Love your blog! I'm a new follower but seriously, you are fabu!

♥ Mrs. S.

KW said...

absolutely teared up! you are a fantastic writer and i am SURE both you sweet g-mas are watching you from heaven with joy and pride. i feel the same way about my papa and poppa. i no longer have them and every time i see a darling old mad i have an urge to hug him. i miss them so much.

Kelly said...

okay now I'm crying. We are almost at the 1 year anniversary of my grandmothers death. Memories are great - as long as you have those memories your grandmothers will always be with you.

(BTW: If you need help with the biscuits just give me a call)

Tyly said...

WOW. This post was incredible. I have chills up and down my arms.

I completely understand. My Pop-Pops {grandfather that adopted me and raised me as his own} never had the chance to meet James. He met crappy ex boyfriends, but never the man I was intended to marry. He will never get to hear hear the stories of how he was shot in WW2 or anything else he had to share. I wish we would have had that time together, but I know it will be some day.

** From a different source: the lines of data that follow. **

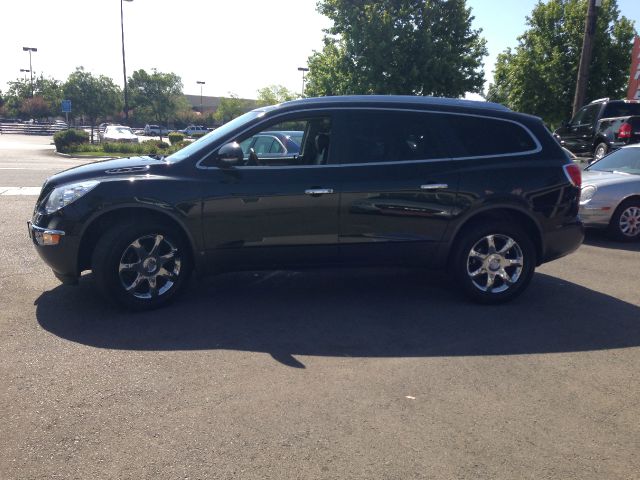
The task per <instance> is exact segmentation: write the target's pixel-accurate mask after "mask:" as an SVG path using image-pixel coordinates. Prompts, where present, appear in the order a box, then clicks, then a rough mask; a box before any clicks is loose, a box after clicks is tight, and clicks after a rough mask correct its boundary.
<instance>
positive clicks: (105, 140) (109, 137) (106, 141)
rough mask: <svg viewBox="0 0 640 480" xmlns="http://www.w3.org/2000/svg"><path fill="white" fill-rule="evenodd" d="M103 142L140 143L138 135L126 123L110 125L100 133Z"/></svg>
mask: <svg viewBox="0 0 640 480" xmlns="http://www.w3.org/2000/svg"><path fill="white" fill-rule="evenodd" d="M100 139H101V140H102V141H103V142H121V143H138V142H139V139H138V136H137V135H136V134H135V133H133V131H132V130H131V128H130V127H125V126H124V125H109V126H108V127H107V128H105V130H104V132H102V133H101V134H100Z"/></svg>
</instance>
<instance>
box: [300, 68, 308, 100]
mask: <svg viewBox="0 0 640 480" xmlns="http://www.w3.org/2000/svg"><path fill="white" fill-rule="evenodd" d="M298 71H299V72H302V96H303V97H304V74H305V72H308V71H309V69H308V68H307V67H298Z"/></svg>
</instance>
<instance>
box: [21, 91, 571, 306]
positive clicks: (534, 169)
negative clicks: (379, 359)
mask: <svg viewBox="0 0 640 480" xmlns="http://www.w3.org/2000/svg"><path fill="white" fill-rule="evenodd" d="M267 131H268V132H274V131H284V132H291V131H295V132H303V134H302V139H301V140H300V149H299V151H296V152H295V153H293V152H291V153H289V154H286V155H281V154H279V155H270V154H269V153H268V152H262V153H257V152H256V151H255V150H254V149H249V150H248V151H247V152H246V153H245V152H243V150H242V147H241V146H240V144H241V143H242V142H244V144H245V145H246V143H247V142H246V140H247V139H250V138H251V137H253V136H255V135H259V134H261V133H262V132H267ZM249 143H250V142H249ZM579 195H580V170H579V168H578V167H577V166H575V165H574V164H573V163H572V162H571V161H569V159H568V158H567V156H566V155H565V153H564V152H563V151H562V149H561V148H560V146H559V145H558V144H557V142H556V141H555V140H554V139H553V137H552V136H551V135H550V134H549V132H548V131H547V130H546V128H545V126H544V125H543V123H542V122H541V121H540V119H538V118H535V117H532V116H529V115H523V114H517V113H514V112H512V111H510V110H508V109H507V108H505V107H503V106H501V105H497V104H491V103H480V102H471V101H464V100H454V99H443V98H425V97H403V96H347V97H326V98H310V99H303V100H296V101H292V102H287V103H283V104H281V105H278V106H273V107H265V108H259V109H257V110H254V111H252V112H249V113H247V114H245V115H243V116H241V117H239V118H237V119H235V120H233V121H231V122H229V123H227V124H225V125H223V126H222V127H220V128H218V129H216V130H215V131H213V132H211V133H210V134H209V135H207V136H205V137H203V138H201V139H200V140H198V141H196V142H194V143H192V144H190V145H188V146H187V147H185V148H183V149H182V150H180V151H178V152H177V153H174V154H173V155H171V156H169V157H166V158H163V157H148V156H147V157H136V158H128V159H120V160H109V161H103V162H96V163H92V164H89V165H84V166H81V167H77V168H73V169H71V170H67V171H65V172H62V173H59V174H57V175H54V176H52V177H51V178H49V179H48V180H47V181H46V183H45V184H44V187H43V188H42V192H41V194H40V197H39V198H38V201H37V204H36V207H35V211H34V215H33V219H32V222H30V223H29V233H30V236H31V238H32V240H33V243H34V245H35V247H36V249H37V251H38V253H39V254H40V256H41V257H42V258H43V259H44V260H45V262H47V263H48V264H49V265H50V266H51V268H52V269H53V271H54V273H55V275H56V276H57V277H58V278H59V279H60V280H62V281H63V282H65V283H75V282H77V279H78V277H79V275H80V273H81V272H82V271H84V270H93V277H94V279H95V284H96V285H97V287H98V288H99V289H100V290H101V291H102V292H103V293H104V294H106V295H107V297H109V298H111V299H114V300H116V301H117V302H118V303H120V304H122V305H124V306H126V307H129V308H132V309H146V308H152V307H157V306H159V305H161V304H164V303H166V302H167V301H168V300H170V299H172V298H173V297H174V296H175V295H176V294H177V293H178V292H179V291H180V290H181V289H182V288H183V287H184V286H185V284H186V281H187V279H188V278H189V276H190V274H191V272H192V270H194V269H195V270H196V271H197V272H199V273H202V272H211V271H214V272H220V271H225V270H227V271H228V270H241V269H251V270H257V269H275V268H278V269H280V268H305V267H310V266H347V265H350V266H353V265H356V266H370V265H371V266H372V265H385V264H386V265H389V264H391V265H405V266H420V267H423V266H431V267H446V268H447V270H448V271H449V272H450V273H451V274H452V277H454V278H455V279H456V280H457V282H458V285H459V286H460V288H461V289H462V290H463V291H464V292H466V294H468V295H469V296H470V297H471V298H473V299H474V300H477V301H479V302H483V303H498V302H503V301H506V300H509V299H511V298H513V297H515V296H516V295H518V294H519V293H521V292H522V291H523V290H524V289H525V287H526V286H527V284H528V283H529V281H530V280H531V277H532V275H533V272H534V268H535V267H536V266H537V265H540V264H541V263H543V262H547V261H549V260H553V259H555V258H558V257H561V256H563V255H566V254H568V253H570V252H572V251H573V250H575V249H576V248H578V246H579V245H580V243H581V242H582V239H583V227H582V224H581V222H580V220H579V219H578V216H577V213H578V203H579Z"/></svg>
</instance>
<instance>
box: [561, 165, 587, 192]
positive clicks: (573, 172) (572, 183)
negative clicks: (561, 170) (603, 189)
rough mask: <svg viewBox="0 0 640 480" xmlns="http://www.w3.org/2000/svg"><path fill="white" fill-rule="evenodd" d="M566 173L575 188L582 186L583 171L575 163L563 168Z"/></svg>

Sorry it took so long to come and "meet" you! There's been some crazy drama the last couple of days {as you may have read}, but I hope things will be smooth sailing from here.

I've never added the "follow" thing.... I just add people to my google reader and follow them that way. I can look into it. When you follow people, does it update you when they blog?

Thanks for saying hello, and I'm glad to have a new friend! :)

jenn said...

based on my post earlier this week - you KNOW i'm with you, girl!! i completely understand. and i felt the same way at my wedding - only about my mom instead of my grandmothers. there are certain things people should not have to miss out on & i guess we'll never know why God chooses to take some away too soon.

Anonymous said...

I have moments like this constantly. Especially when I'm cooking and I think about Aunt Vera, who taught me everything I need to know about making manhattans, and deviled eggs. Your post brought tears to my eyes and happy memories to the surface.

Thanks!

Alissa said...

Amber you certainly have a way with words. This is just precious and made me miss my grandma too.

Stacey said...

Pretty awesome, but you have to change the cigarette to Benson & Hedges 100's for Nana. She trashed talked those who smoked Winston. HA HA.
Oh and thanks for making me CRY!!!

These two would be very very proud of the woman you have become! I know that I am!

Unknown said...

Just beautiful....you brought tears to my eyes

Kristin said...

Wow, this was such a real heartfelt wonderfully written post Amber! Very dear to my heart too as I watch my 91 year old grandmother who lived with us for 8 years slipping away from us thanks to dementia. I cling to the memories, the good memories that we share! I am absolutely sure that your dear grandmas had a front row seat to the happiest day of your life! God's so kind like that :-) Thanks for sharing your heart with us, ~Kristin from Windy Poplars

Ashleigh said...

This is really sweet.

Leah said...

You write so beautifully. Scents, sights, etc. are indeed nostalgia triggers. Remember, too, that one day in the future you'll smell or see something that reminds you of this time right now in your life. Right here, right now. You may look back on now as a precious time and long to go back...

Tyly said...

PS - I added a followers box just for you! :)

Amy Gene said...

So beautiful. I too, lost both of my grandmothers and I like to think that when I am walking down aisle in June they will both be watching as well.